Feds help Avant residents fill out forms, plan their recovery

Robert Smith rsmith@pawhuskajournalcapital.com
U.S. government representatives operated a Disaster Recovery Center at Avant from Friday through Monday to help local residents fill out government paperwork and plan their recoveries from heavy spring flooding. Robert Smith/Journal-Capital

AVANT — It has been about six weeks since nine and a half inches of rain caused flooding from Bird Creek and Tucker Creek that devastated Avant.

The community had an estimated population of 304 people in 2017, and nearly 250 people needed flood-related assistance, according to documentation developed by residents involved in directing aid to their neighbors. Numerous Avant residents still turn to a post-flood community nutrition operation at the local public school for meals.
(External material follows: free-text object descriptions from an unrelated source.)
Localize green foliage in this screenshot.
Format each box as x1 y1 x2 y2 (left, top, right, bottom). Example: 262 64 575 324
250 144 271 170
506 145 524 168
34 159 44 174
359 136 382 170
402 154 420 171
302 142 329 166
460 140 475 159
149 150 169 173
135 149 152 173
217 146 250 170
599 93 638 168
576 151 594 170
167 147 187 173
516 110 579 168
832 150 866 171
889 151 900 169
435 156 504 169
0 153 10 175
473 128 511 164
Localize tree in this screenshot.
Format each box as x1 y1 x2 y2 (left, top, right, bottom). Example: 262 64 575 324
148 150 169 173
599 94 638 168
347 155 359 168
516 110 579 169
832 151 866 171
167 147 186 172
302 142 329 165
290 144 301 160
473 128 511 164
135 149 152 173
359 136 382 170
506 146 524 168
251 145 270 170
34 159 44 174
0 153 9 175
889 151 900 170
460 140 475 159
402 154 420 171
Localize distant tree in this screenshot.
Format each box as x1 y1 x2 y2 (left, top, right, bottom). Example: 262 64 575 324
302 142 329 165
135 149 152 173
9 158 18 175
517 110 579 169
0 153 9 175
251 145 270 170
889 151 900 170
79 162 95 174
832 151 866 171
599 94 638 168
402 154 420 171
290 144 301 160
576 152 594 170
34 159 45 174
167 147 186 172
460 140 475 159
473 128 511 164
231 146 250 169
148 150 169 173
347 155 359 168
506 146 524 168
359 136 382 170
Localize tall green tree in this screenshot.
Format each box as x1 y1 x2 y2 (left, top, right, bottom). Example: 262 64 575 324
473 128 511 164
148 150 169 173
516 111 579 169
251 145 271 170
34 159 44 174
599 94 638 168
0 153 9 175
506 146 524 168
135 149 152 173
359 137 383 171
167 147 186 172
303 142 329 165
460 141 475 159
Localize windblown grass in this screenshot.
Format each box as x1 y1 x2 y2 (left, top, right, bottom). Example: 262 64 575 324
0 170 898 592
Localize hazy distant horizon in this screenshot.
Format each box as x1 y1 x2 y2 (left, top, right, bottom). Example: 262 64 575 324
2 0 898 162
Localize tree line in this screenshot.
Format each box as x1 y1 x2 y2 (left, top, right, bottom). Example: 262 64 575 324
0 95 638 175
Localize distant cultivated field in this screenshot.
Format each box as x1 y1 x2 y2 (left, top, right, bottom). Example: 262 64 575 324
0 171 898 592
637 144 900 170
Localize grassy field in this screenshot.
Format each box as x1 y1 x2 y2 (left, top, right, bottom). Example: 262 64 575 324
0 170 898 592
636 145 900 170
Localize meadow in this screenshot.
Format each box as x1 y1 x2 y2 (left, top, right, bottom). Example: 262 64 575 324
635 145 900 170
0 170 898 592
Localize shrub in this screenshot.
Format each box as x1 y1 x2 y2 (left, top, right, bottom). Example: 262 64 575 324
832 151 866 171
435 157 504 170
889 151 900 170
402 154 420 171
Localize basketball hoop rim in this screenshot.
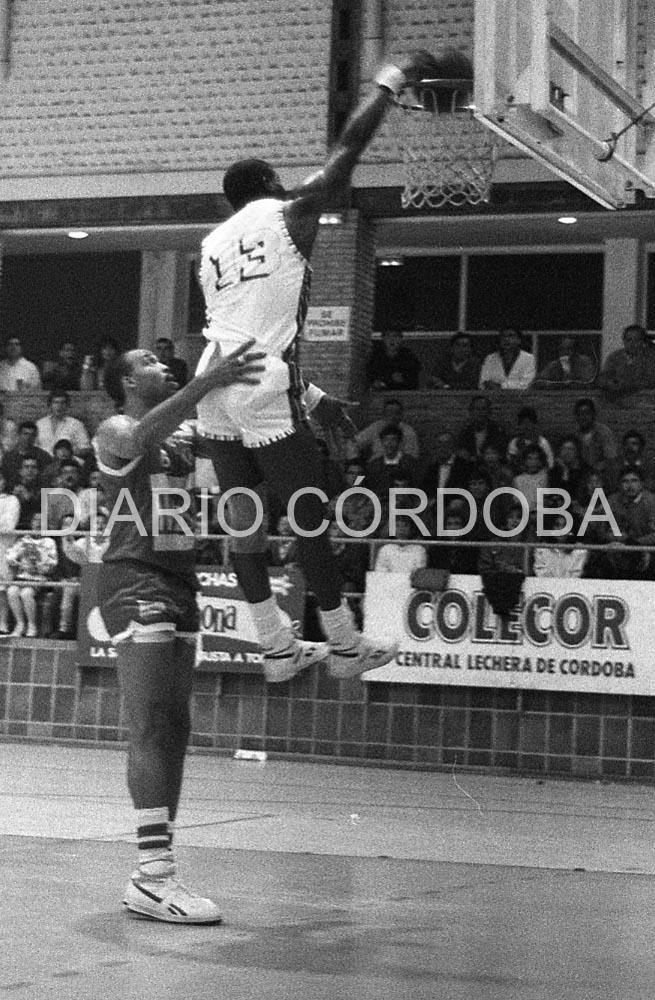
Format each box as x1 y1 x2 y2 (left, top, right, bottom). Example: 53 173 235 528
416 77 473 89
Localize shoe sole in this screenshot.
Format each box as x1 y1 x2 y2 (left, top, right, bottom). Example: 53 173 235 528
123 901 222 924
263 643 329 683
327 641 399 679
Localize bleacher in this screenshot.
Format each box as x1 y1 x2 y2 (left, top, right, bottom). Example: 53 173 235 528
358 389 655 464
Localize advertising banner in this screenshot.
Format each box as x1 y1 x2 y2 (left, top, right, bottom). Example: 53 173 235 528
363 572 651 695
77 564 306 670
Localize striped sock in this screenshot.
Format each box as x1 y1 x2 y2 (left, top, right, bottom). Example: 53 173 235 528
136 807 173 876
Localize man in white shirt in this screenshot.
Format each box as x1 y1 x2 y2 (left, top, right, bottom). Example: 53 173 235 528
0 338 42 392
36 392 91 455
479 329 536 390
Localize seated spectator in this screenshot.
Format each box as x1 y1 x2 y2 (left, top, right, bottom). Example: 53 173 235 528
155 337 188 388
533 334 597 388
478 500 532 580
0 473 20 634
425 502 480 576
268 514 298 567
534 513 588 578
13 457 43 530
602 465 655 579
619 429 653 489
421 431 470 502
578 470 614 578
79 337 121 392
364 424 419 501
77 468 107 529
574 468 610 528
50 513 81 639
479 328 536 390
3 422 51 491
374 515 427 574
573 397 619 489
548 436 591 509
42 439 85 487
456 394 507 463
348 397 419 462
0 401 18 455
459 464 493 545
513 444 549 514
481 442 514 491
43 459 83 531
597 324 655 399
427 331 480 389
62 508 110 566
42 341 82 392
367 330 421 391
36 392 91 456
0 337 42 392
6 513 57 637
506 406 554 472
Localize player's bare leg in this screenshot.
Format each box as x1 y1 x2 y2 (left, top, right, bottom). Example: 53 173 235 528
117 634 221 924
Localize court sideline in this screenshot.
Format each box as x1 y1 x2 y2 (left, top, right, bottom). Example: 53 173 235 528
1 741 654 999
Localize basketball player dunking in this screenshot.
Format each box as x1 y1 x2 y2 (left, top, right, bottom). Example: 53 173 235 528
196 50 438 683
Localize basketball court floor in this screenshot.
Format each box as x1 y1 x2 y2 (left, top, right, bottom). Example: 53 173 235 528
1 741 654 999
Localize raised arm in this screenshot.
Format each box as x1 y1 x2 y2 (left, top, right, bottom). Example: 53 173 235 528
96 341 265 462
284 50 438 257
About 20 residents listened intently last Friday night as Susheel Kumar, a public information officer for the U.S. Small Business Administration, talked to them about how to apply for government aid and how to avoid being scammed by con artists looking for ways to separate them from the aid money they do receive.

Kumar was one of a team of U.S. government representatives who visited Avant from Friday through Monday to open and operate a Disaster Recovery Center. They operated the recovery center from large vehicles parked in front of Avant City Hall.

Scott Sanders, a media relations specialist for the Federal Emergency Management Agency, said the mobile center at Avant was to be staffed by an Individual Assistance specialist, whose job was to help area residents with questions about applications for disaster assistance. The center was also to be staffed by the Small Business Administration and possibly by the Mitigation Division, he said.

Nona Roach, an Avant community leader who has not been to work at her accounting business since the flood came, urged her fellow residents not to let their circumstances get the better of them.

“The biggest thing to remember is that ‘no’ is not no,” Roach said. Her point was that Avant residents should not give up on getting recovery aid just because of a rejection letter from a government agency. They should keep pushing.

Kumar agreed with her.

“That’s what you folks need right now is a lot of options and a lot of hope,” he said.